Hâsılı devletin (hükümetin değil devletin) bugünkü kadar güçlü ve otoriter olduğu her ülkede o devleti ele geçirmeye çalışan menfaat odakları daima olur ve olacaktır da. Çözüm devleti sınırlandırıp menfaat odaklarını birbirleriyle başbaşa bırakmaktır. Bu da en çok herhangi bir menfaat odağına mensup olmayan sıradan vatandaşın (yani çoğunluğun) işine yarar. O yüzden de buna en çok o makamlara çoktan göz dikmiş, onun kendilerine sağlayacağı olağanüstü gücü kendi emelleri doğrultusunda kullanmak için sabırsızlanan (sayıca az ama daha organize olan) menfaat odakları karşı çıkar.

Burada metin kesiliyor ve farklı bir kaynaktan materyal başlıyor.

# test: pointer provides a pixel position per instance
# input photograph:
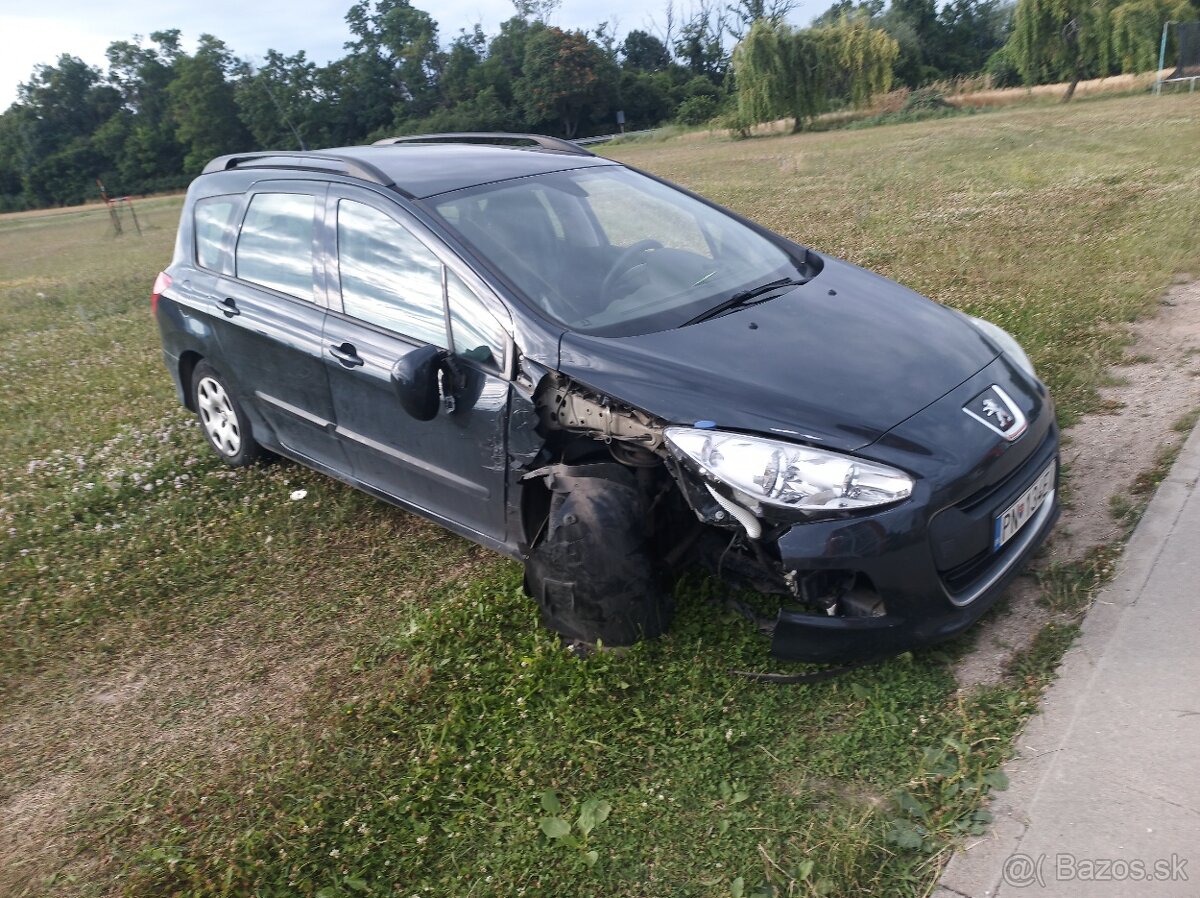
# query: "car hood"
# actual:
(837, 361)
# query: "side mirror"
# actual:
(415, 379)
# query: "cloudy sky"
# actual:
(46, 29)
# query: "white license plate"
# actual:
(1017, 515)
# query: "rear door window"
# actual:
(388, 276)
(275, 245)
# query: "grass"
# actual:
(208, 688)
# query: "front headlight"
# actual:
(1007, 342)
(786, 474)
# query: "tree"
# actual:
(744, 13)
(781, 72)
(203, 106)
(1138, 30)
(643, 52)
(861, 60)
(461, 73)
(143, 138)
(58, 112)
(279, 102)
(971, 31)
(699, 46)
(405, 40)
(1057, 40)
(567, 76)
(795, 73)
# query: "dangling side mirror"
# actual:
(415, 379)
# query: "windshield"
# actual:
(612, 252)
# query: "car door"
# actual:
(270, 310)
(391, 293)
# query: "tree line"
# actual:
(156, 114)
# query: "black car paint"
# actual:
(780, 367)
(915, 365)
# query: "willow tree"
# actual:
(1138, 30)
(1060, 40)
(861, 59)
(783, 72)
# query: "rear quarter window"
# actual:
(213, 225)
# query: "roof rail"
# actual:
(501, 138)
(304, 161)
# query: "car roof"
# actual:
(420, 169)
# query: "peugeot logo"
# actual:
(995, 409)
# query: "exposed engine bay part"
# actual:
(592, 572)
(741, 514)
(565, 405)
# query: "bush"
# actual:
(924, 100)
(696, 111)
(1002, 70)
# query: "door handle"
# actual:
(347, 354)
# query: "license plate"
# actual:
(1017, 515)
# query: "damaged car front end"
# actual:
(885, 464)
(880, 538)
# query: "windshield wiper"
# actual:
(744, 298)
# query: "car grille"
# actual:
(981, 508)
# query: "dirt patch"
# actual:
(1103, 455)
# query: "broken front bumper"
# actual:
(936, 573)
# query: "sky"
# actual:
(42, 31)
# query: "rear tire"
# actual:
(593, 574)
(222, 418)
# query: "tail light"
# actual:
(160, 283)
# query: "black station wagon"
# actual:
(611, 378)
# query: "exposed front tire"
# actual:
(222, 419)
(593, 573)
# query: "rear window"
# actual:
(211, 221)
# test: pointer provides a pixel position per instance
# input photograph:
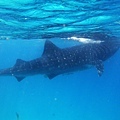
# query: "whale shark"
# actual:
(55, 61)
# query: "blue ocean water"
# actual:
(24, 27)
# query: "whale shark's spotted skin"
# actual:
(55, 61)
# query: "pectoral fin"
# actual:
(99, 66)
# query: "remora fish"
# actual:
(55, 61)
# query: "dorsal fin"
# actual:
(19, 61)
(50, 48)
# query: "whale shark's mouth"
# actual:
(85, 40)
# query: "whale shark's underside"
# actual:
(55, 61)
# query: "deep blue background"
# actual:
(24, 27)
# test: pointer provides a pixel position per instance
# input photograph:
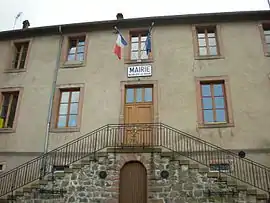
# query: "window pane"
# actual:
(12, 111)
(212, 41)
(143, 38)
(74, 108)
(64, 97)
(75, 96)
(72, 121)
(80, 57)
(63, 110)
(207, 103)
(218, 90)
(220, 114)
(61, 121)
(219, 102)
(211, 34)
(129, 95)
(143, 47)
(201, 35)
(71, 57)
(134, 55)
(206, 90)
(139, 95)
(134, 46)
(213, 51)
(267, 39)
(208, 116)
(148, 94)
(134, 39)
(202, 51)
(144, 55)
(80, 49)
(267, 32)
(72, 50)
(202, 42)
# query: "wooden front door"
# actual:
(138, 111)
(133, 183)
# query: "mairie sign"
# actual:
(139, 71)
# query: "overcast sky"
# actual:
(51, 12)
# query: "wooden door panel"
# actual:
(133, 183)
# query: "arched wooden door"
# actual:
(133, 183)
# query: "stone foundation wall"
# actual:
(183, 185)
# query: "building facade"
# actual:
(207, 75)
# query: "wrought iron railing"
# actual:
(136, 135)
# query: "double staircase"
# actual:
(147, 136)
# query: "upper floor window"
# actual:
(68, 110)
(207, 41)
(137, 46)
(213, 102)
(266, 38)
(9, 101)
(76, 49)
(20, 54)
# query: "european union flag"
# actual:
(148, 44)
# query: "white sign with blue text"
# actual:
(139, 71)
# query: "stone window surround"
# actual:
(10, 68)
(123, 85)
(53, 128)
(64, 52)
(218, 41)
(260, 27)
(4, 165)
(127, 50)
(200, 123)
(12, 89)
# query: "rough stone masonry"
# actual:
(183, 185)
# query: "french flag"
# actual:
(120, 43)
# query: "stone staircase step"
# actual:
(193, 166)
(203, 170)
(19, 193)
(184, 162)
(241, 187)
(251, 192)
(27, 189)
(261, 196)
(213, 174)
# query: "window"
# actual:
(9, 102)
(213, 100)
(76, 49)
(68, 110)
(20, 55)
(221, 167)
(266, 38)
(207, 41)
(137, 46)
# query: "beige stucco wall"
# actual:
(175, 70)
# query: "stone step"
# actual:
(261, 196)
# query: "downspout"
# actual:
(57, 65)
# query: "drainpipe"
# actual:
(57, 65)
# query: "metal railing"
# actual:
(136, 135)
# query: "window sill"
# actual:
(139, 61)
(7, 130)
(65, 130)
(208, 57)
(14, 70)
(216, 125)
(73, 64)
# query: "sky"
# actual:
(54, 12)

Unutmayın, darbeler gibi büyük çapta yıkıma neden olan her kötü olay devletin sağladığı araçlarla (silahlar, ödenekler, makamsal yetkiler, vs.) ve vergi mükelleflerinin parasıyla gerçekleştirilir. Dolayısıyla devletin askerine, memuruna, siyasetçisine, bürokratına sunduğu bu sıradışı ayrıcalık ve imtiyazları azaltıcı her hamle, gelecekte olabilecek muhtemel darbelerin ve haksızlıkların şimdiden yolunu kapar; cemaatleri ve her tür sosyal/iktisadi menfaat odağını da topluma karşı bir tehdit unsuru olmaktan çıkarır.